Confused with lazy_list_location

Hi,
Relative newcomer to prolog. I’ve been experimenting with DCGs and hit
an oddity. As part of outputting the transformed input I wanted to add
the file and line where the input was found. I added:
lazy_list_location(Loc)
to my rule and Loc to the outputted term. At some point I discovered
the parser was occasionally hiccuping. Hours later I tracked it down
to using lazy_list_location//1. I read the docs to say that I could
call this at any time (but the use of “(error)” makes me wonder…)

Below is some sample code. Create an input file with 4 items.

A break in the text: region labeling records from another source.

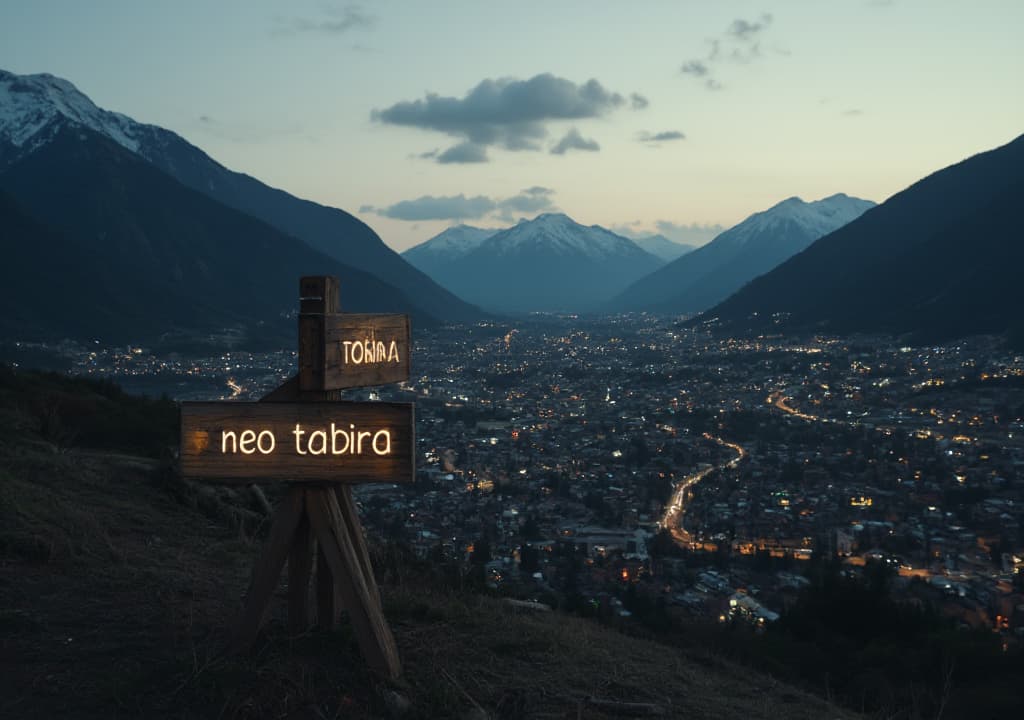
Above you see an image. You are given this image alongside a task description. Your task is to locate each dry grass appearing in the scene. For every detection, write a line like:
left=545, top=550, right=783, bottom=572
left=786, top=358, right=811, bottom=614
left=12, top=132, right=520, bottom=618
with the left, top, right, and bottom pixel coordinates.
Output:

My sample
looks like (tab separated):

abcdefghi       IN      A      127.0.0.1
repeat the line so file size is > about 40K.
?- open(output,write,S),set_output(S),proc_file(test_data),close(S).

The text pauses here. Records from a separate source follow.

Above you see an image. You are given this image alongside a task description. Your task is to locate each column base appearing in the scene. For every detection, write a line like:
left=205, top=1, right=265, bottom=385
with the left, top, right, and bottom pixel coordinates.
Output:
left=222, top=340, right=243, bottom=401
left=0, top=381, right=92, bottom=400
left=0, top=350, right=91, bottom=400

Search output file for “eh?” It’s notable, I suspect, that it loses track
very near 4K boundaries!

Happens on 8.0.1 and 7.6 both on Linux.

Is this one of those “surprising” things in Prolog? :slight_smile: Is there a better
way to get file and location?

Cheers,
Eddie

a_space(Char):- char_type(Char, space).
ws --> [W], { a_space(W) }, ws.
ws --> [W], { a_space(W) }.

word_([H|T])  --> [H], {\+ a_space(H)}, word__(T).
word__([H|T]) --> [H], {\+ a_space(H)}, word__(T).
word__([])    --> [].
word(W) --> word_(W1), {atom_string(W1,W)}.

record --> [].
record --> word(A), ws, word(B), ws, word(C), ws, word(D), "\n",
	   lazy_list_location(Loc),
	   {writeln(record(A,B,C,D,Loc))}, record.
record --> [_], {writeln('eh?')}, record.

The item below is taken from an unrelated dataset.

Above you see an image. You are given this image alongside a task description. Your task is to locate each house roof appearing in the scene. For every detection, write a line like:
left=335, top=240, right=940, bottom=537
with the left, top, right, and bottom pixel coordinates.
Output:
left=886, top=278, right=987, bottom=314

proc_file(F):- phrase_from_file(record, F).
1 Like

I have never used lazy_list_location//1 so I can’t directly answer to that, but have used phrase_from_file//2 which was not keeping track of the line and position and as I noted in the other topic referenced below, my solution was to just thread counters through the DCG. If you find yourself adding many variables to DCG, then have a look at package edcgs.

A related question of interest: Line_count/2 and phrase_from_file

1 Like

Surely lazy_list_location//1 is intended for error messages. It is pretty slow as it has to walk over the list until the freeze node that realizes the lazy part, then has to analyze that, and do quite a bit of work to convert the file position at the end of the block back to the real position.

I think you have two options. One is to count characters and/or lines as @EricGT suggests. In this case though, I’d probably go for a loop using read_line_to_codes/2 and use a DCG per line. In fact, I’d probably discard DCGs as a whole and use read_line_to_string/2 and split_string/4, followed by appropriate type conversion for the resulting fields. I admit that is not really elegant Prolog. The problem is so simple though that the full power of DCGs is more an overkill and low-level byte managing predicates most probably do the job quicker and more simply.

1 Like

Thanks for the clarification. I had no idea it would be doing so much
work. The actual problem is considerably more complex so I think DCGs
are still a good approach. And now that I’m being forced to think (!)
I realise that tracking the line number is probably not as hard as I
originally thought.

The edcgs package also looks good for a future iteration. Thanks to both.

1 Like

Author of the package edcgs here. I am not sure if @EricGT really wanted to point to this package or edcg instead, which lets you define more accumulators, e.g., to count things. On the other hand, edcgs might assist you in automatically get a corresponding parse tree based on the nonterminals encoded in the DCG.

In order to stop confusing people with the very similar names, I decided to rename the edcgs package to dcg4pt (short for DCG for Parse Trees). @jan, I don’t know how to delete the legacy edcgs package from the list online, maybe you can just unpublish it?

2 Likes

Yes, thanks.

Thanks, that would help.